SCRANTON — It was another long, hot day on Montage Mountain on Tuesday as the Vans Warped Tour made its annual trek to the Toyota Pavilion.
It was also very eclectic as 90 bands graced nine stages and provided 10 hours of continuous music in genres such as punk rock, ska, alternative rock, hip hop, reggae, pop, metalcore, post-hardcore and seemingly endless variations of each.
That’s the beauty of a traveling festival such as the Vans Warped Tour: It gives the audience so many different choices and exposes them to music and bands they might not otherwise have encountered. But with so many choices and so many things happening at the same time, the concert-goer can easily become overwhelmed.
One plan of attack for a day such as Tuesday, with temperatures in the 90s and high humidity, is to stay under the big tent and view the bands presented on the two stages there. You still get a good cross-sampling of what the festival had to offer, without standing in the blazing sun at one of the satellite stages.
By doing just that, this reviewer was able to take in the sights and sounds of 10 bands in about five hours, as each band was allotted 30 minutes to make a connection with the crowd and hopefully leave them with a lasting impression.
Up first was Forever The Sickest Kids, an alternative pop and rock band from Dallas, Texas. This quintet put on a good show and used its 30 minutes wisely, playing seven of its most accessible and popular numbers, as lead singer Jonathan Cook pulled at, stretched out and finally tore up his light green T-shirt. Standouts included “She’s a Lady” from 2008’s debut “Underdog Alma Mater,” “What Do You Want From Me,” from 2009 EP “The Weekend: Friday,” and “Nice To Meet You,” the band’s most recent single from the album “J.A.C.K.”

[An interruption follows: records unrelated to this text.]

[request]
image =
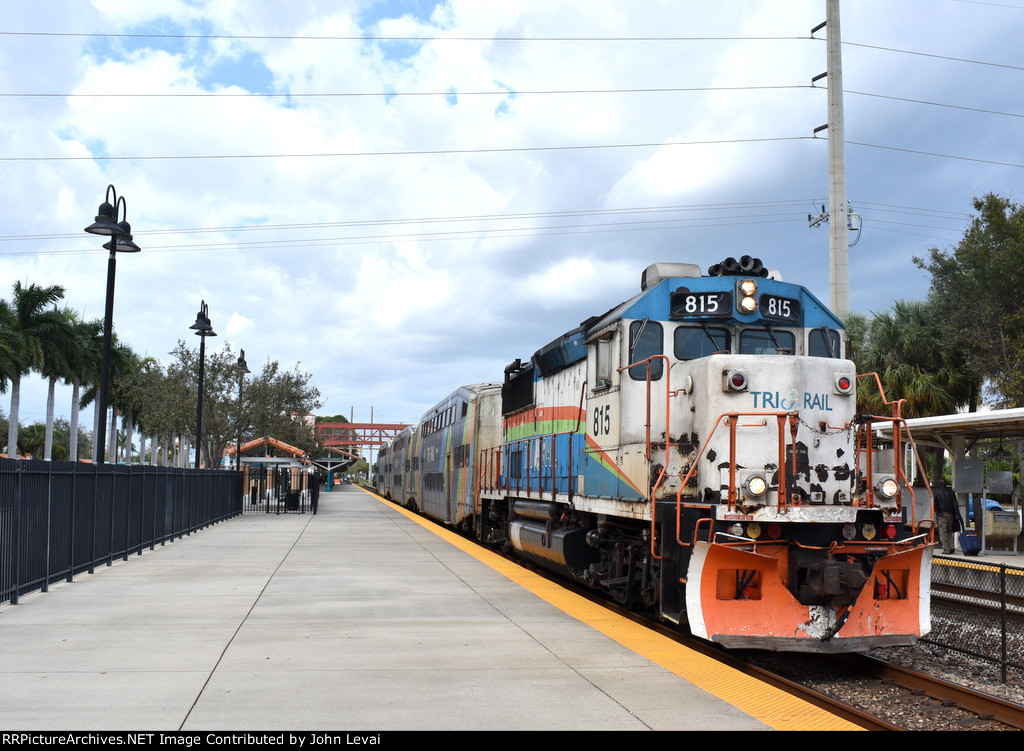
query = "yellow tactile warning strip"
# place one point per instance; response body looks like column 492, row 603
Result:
column 768, row 704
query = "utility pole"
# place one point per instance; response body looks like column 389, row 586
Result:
column 839, row 244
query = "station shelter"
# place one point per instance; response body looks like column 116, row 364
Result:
column 985, row 450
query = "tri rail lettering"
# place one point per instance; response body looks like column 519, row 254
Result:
column 791, row 401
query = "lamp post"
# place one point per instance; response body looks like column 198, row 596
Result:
column 203, row 329
column 243, row 369
column 107, row 224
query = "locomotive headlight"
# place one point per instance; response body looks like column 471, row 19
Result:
column 844, row 384
column 756, row 486
column 887, row 487
column 733, row 380
column 747, row 290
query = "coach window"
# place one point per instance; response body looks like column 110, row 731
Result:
column 766, row 341
column 696, row 341
column 645, row 341
column 823, row 342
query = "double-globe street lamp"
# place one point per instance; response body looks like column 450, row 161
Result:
column 203, row 329
column 107, row 224
column 243, row 369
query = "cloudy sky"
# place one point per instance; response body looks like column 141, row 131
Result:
column 403, row 197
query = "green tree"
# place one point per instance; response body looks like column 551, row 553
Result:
column 273, row 401
column 977, row 292
column 85, row 361
column 29, row 320
column 58, row 356
column 914, row 362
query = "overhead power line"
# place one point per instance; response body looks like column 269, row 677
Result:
column 373, row 38
column 451, row 92
column 324, row 155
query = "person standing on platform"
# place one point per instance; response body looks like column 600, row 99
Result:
column 946, row 515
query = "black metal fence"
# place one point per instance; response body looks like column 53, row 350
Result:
column 978, row 610
column 280, row 490
column 62, row 518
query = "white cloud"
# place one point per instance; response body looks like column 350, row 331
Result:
column 391, row 278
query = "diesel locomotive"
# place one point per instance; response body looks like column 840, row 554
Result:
column 696, row 452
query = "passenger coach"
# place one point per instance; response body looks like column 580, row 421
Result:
column 695, row 451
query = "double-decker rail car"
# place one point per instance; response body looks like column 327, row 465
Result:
column 432, row 466
column 696, row 451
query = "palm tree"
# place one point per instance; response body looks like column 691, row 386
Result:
column 28, row 320
column 57, row 350
column 914, row 363
column 85, row 363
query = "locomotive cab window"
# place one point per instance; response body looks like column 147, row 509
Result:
column 766, row 341
column 645, row 341
column 700, row 341
column 823, row 342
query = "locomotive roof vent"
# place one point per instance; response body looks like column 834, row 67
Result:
column 745, row 266
column 659, row 272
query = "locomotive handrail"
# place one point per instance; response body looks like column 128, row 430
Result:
column 898, row 426
column 668, row 401
column 782, row 417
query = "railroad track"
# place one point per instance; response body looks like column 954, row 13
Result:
column 983, row 705
column 890, row 698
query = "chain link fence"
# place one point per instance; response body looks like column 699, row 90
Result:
column 978, row 610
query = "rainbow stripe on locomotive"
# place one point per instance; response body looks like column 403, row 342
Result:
column 694, row 451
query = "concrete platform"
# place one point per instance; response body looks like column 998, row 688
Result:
column 358, row 618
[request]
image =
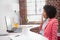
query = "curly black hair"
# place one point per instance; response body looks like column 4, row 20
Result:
column 50, row 11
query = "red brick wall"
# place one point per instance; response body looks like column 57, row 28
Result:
column 55, row 3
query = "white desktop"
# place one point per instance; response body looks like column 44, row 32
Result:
column 26, row 34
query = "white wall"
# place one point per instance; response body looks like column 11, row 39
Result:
column 7, row 8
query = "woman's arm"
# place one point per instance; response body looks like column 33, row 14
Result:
column 54, row 30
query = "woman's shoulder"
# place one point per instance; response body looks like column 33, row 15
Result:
column 53, row 20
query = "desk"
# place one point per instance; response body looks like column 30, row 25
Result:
column 26, row 34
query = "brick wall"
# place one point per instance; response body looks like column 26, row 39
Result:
column 23, row 11
column 55, row 3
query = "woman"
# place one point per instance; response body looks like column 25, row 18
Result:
column 50, row 26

Big D and the Kids Table, a punk/ska/reggae collective from Boston, was determined to fit in as many songs as humanly possible. The band’s fast-charging songs with multiple tempo changes and accented by tenor saxophone and trombone were well received as the somewhat large gathering in front of the stage body surfed and danced throughout the performance. Lead singer David McWane chastised himself for talking too much when the band was forced to cut a song, “only” making it through eight in its 30 minutes.
Dayton, Ohio’s Hawthorne Heights, a post-hardcore and alternative rock quintet whose first two albums went gold, played six of its most-popular tunes to a much-more subdued crowd than the one that had just witnessed Big D and company. Standouts included “Silver Bullet,” “Saying Sorry” and a few from most-recent album “Zero,” with singer JT Woodruff sitting on the front of the stage for the final two numbers.

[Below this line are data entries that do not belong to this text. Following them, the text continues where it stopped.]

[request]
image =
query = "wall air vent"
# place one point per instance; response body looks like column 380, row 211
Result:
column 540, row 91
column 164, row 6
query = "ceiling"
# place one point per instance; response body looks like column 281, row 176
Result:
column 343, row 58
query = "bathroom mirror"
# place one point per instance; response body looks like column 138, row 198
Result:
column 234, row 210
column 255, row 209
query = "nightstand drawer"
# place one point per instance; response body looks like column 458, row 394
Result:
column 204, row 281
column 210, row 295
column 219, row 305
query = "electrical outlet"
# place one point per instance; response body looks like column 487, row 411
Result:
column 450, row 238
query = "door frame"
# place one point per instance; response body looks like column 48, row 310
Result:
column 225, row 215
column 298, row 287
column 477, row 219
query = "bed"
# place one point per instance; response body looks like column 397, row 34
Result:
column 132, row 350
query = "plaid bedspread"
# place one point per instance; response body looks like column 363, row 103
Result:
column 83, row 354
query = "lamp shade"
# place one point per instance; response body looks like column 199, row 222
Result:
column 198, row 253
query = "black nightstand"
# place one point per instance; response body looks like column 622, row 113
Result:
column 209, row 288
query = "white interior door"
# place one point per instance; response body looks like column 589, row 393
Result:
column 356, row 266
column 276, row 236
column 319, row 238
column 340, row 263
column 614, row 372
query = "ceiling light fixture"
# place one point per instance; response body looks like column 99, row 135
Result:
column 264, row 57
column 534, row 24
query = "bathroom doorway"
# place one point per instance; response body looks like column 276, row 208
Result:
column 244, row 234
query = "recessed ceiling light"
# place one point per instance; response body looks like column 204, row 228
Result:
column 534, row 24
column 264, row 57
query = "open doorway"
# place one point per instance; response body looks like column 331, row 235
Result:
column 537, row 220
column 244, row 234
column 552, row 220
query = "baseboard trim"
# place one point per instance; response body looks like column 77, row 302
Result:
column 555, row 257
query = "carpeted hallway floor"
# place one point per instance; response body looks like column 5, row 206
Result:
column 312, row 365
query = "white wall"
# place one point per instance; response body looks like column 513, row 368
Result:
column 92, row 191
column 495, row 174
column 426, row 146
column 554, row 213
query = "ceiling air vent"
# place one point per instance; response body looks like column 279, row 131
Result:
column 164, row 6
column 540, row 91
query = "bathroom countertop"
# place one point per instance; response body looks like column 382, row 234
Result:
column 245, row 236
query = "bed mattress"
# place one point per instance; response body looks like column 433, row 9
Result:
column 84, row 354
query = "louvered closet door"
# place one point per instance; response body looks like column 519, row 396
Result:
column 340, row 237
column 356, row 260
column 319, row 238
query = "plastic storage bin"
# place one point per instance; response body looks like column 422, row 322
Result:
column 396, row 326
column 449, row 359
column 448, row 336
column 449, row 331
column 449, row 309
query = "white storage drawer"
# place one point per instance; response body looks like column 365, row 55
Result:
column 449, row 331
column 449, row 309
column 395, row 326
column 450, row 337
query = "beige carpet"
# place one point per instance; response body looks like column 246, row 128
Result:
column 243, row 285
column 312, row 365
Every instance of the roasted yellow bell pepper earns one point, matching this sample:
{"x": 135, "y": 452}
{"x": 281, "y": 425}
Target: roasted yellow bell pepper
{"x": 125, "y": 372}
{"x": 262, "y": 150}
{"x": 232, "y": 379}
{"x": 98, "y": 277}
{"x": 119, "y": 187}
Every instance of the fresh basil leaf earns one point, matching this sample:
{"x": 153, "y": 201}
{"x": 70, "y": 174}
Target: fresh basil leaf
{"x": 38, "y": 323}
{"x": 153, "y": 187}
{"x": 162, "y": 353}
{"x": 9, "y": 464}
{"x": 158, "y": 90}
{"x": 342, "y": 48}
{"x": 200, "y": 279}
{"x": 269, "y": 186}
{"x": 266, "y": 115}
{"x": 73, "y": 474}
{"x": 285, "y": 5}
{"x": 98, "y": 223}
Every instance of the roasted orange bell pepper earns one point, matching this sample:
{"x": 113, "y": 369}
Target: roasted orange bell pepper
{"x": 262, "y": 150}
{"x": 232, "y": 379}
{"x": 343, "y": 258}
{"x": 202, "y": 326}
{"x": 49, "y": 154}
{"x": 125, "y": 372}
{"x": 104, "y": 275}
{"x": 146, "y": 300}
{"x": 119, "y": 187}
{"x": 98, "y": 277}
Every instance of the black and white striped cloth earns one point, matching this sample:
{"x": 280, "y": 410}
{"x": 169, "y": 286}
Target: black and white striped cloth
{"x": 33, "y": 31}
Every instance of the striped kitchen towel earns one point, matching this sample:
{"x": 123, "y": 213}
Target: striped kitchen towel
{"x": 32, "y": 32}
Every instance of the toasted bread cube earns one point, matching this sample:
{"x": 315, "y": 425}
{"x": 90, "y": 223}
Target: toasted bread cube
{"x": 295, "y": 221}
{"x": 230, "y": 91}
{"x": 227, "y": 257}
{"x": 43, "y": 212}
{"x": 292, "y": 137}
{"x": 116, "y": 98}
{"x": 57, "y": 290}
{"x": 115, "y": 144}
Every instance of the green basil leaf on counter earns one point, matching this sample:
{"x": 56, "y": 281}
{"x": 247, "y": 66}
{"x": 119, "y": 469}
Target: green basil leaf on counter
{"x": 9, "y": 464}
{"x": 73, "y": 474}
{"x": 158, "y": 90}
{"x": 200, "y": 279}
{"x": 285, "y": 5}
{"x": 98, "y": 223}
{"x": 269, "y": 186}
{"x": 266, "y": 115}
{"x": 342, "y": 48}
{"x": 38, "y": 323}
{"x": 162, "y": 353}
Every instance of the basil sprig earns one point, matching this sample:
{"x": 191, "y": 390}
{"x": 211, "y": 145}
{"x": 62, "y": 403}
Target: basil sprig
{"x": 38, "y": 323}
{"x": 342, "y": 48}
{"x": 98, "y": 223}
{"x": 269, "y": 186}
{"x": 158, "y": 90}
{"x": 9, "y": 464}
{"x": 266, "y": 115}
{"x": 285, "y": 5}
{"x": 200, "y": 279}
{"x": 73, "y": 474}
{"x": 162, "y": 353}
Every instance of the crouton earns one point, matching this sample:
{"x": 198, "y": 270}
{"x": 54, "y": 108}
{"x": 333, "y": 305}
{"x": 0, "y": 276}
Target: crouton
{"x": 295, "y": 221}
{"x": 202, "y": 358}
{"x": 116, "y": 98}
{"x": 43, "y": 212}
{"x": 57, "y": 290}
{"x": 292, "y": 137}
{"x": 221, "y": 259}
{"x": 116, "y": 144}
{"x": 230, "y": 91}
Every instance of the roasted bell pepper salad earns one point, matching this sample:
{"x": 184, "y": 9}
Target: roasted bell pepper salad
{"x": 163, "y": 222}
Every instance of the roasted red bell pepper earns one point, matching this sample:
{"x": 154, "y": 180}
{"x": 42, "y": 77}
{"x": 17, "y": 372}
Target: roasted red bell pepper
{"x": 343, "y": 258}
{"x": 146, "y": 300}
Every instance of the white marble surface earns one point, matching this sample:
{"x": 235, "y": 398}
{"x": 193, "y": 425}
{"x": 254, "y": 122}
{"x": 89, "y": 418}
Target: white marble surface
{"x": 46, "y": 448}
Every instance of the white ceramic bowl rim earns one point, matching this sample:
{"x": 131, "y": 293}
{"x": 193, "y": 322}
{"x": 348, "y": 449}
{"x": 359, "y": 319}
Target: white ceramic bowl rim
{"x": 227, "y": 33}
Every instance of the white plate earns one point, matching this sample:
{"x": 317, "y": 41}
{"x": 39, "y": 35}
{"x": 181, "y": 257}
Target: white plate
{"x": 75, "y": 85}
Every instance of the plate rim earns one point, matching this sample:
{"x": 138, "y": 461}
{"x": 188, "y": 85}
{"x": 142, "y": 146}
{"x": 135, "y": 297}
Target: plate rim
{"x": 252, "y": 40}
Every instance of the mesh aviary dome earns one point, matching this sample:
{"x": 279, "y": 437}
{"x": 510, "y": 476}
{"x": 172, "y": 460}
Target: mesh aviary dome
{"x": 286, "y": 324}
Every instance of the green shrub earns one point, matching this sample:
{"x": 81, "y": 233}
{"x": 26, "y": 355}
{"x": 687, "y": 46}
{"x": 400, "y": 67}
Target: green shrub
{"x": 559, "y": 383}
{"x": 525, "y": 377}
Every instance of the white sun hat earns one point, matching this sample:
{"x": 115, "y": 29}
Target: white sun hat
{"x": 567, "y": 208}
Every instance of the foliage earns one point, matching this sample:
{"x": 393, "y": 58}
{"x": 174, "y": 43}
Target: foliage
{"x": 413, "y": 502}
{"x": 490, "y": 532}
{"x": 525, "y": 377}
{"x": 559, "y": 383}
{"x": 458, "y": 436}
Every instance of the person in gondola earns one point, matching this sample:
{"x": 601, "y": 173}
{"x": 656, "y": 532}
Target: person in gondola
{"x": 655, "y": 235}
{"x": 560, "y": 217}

The Warped Tour took on an international flair as Tonight Alive, a quintet fronted by Jenna McDougall which came all the way from Sydney, Australia, took over. The band and its 19-year-old lead singer who has been described as an ingénue with attitude, played a handful of pop punk songs, filmed a promo for the folks back home and snapped pictures from the stage. Musical highlights included debut single “Wasting Away,” most recent one, “The Ocean,” and set finisher, “Breaking and Entering.”

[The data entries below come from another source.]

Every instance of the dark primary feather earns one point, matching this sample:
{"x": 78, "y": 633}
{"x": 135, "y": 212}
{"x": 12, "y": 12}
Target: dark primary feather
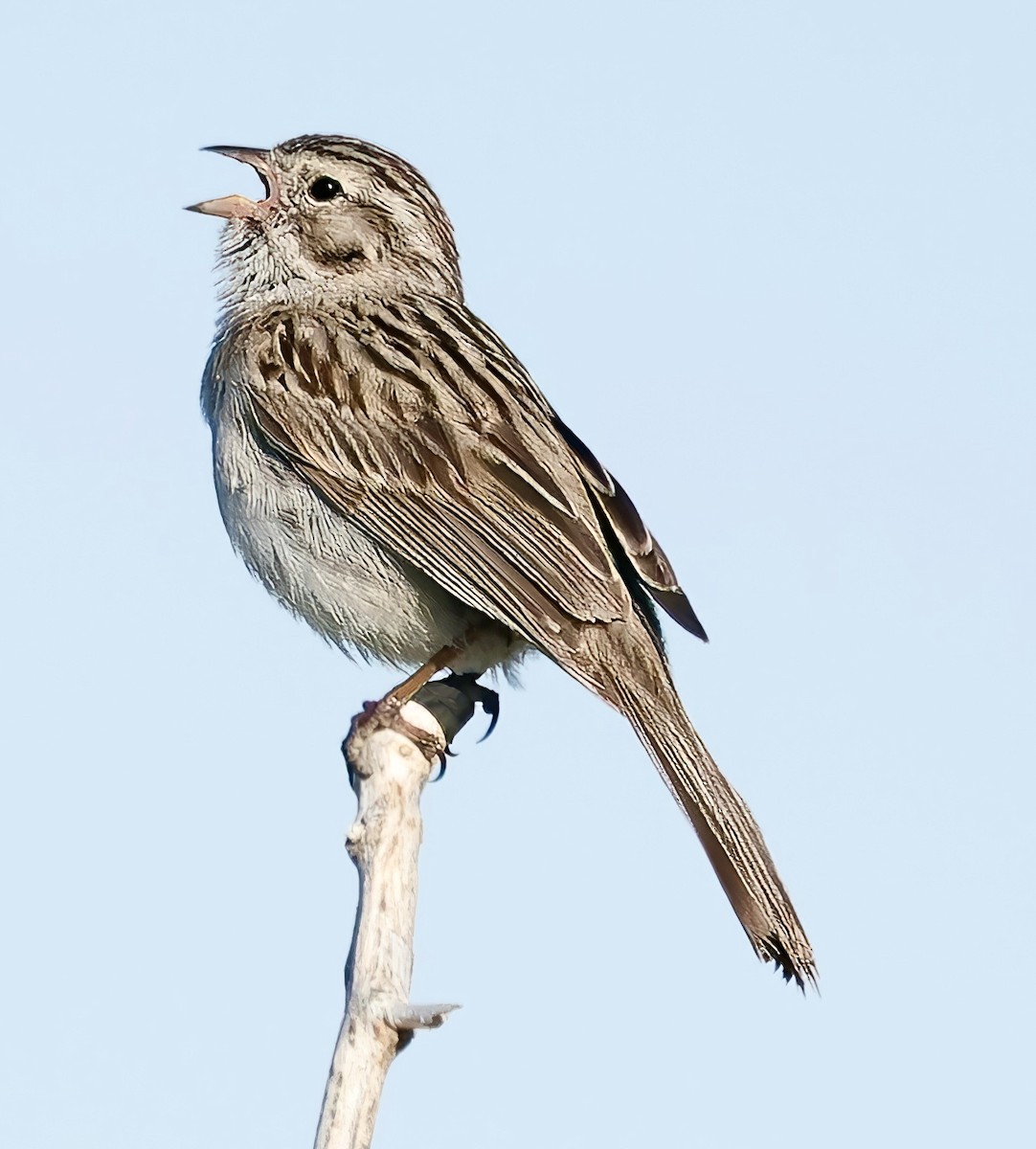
{"x": 455, "y": 462}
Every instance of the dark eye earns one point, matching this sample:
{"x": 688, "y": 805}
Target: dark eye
{"x": 324, "y": 189}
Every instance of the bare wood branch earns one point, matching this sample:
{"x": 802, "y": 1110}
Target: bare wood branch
{"x": 392, "y": 752}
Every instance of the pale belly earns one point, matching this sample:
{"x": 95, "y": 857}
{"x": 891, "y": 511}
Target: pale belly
{"x": 327, "y": 573}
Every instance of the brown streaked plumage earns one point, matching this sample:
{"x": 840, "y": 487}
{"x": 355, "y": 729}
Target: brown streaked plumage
{"x": 391, "y": 472}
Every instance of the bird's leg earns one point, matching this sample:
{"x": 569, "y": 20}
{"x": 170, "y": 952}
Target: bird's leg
{"x": 479, "y": 695}
{"x": 439, "y": 661}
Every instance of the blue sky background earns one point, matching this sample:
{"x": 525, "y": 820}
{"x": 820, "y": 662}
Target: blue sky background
{"x": 776, "y": 264}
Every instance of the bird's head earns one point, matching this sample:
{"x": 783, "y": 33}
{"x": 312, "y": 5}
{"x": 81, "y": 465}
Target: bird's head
{"x": 340, "y": 219}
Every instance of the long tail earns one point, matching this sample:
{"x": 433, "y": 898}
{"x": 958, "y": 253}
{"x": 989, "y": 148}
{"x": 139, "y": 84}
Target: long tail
{"x": 725, "y": 825}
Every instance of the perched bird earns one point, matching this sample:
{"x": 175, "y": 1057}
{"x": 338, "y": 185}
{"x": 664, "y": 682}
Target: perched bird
{"x": 390, "y": 471}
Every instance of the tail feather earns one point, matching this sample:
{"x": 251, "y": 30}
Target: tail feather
{"x": 725, "y": 825}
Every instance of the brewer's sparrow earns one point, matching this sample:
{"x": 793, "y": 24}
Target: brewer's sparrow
{"x": 389, "y": 470}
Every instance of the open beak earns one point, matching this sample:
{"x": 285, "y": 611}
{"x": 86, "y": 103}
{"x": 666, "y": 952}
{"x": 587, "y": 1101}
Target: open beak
{"x": 240, "y": 207}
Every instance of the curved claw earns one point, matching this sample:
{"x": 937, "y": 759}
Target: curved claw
{"x": 489, "y": 702}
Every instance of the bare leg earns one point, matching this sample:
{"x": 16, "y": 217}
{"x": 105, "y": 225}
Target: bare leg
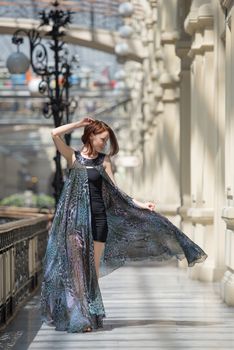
{"x": 98, "y": 249}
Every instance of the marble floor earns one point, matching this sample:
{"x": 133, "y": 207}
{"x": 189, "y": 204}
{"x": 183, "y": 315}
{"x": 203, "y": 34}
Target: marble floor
{"x": 149, "y": 306}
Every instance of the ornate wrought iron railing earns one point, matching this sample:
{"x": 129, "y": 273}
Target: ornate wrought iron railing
{"x": 22, "y": 247}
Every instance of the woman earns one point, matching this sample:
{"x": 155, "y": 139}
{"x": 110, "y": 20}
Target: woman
{"x": 98, "y": 224}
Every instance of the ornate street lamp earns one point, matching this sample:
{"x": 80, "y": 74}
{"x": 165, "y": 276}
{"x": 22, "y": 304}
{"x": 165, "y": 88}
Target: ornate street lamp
{"x": 55, "y": 77}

Story of the Year, a post-hardcore band from St. Louis, scored big with “Anthem of Our Dying Day,” “Wake Up” and “Until the Day I Die,” which featured bass guitarist Adam Russell roaming through the crowd, playing from on top of the chairs in the 100-section and moshing with fans in the pit in front of the stage.
Stick to Your Guns, a hardcore band from Orange County, Calif., was not much to my liking, but I quite enjoyed The Summer Set, a pop rock band from Scottsdale, Ariz. Standouts for the latter included early tunes “Someone Like You” and “Chelsea” and a handful of tunes from new album “Legendary.”
Also took in partial sets from Action Item, a pop band from Bergen, N.J., which seemed absolutely thrilled to finally be part of the Warped Tour (“First time I went to Warped, I was in the eighth grade,” said singer Brian Cag), Gin Wigmore, a singer-songwriter from New Zealand, and The Early November, a pop-punk band from New Jersey.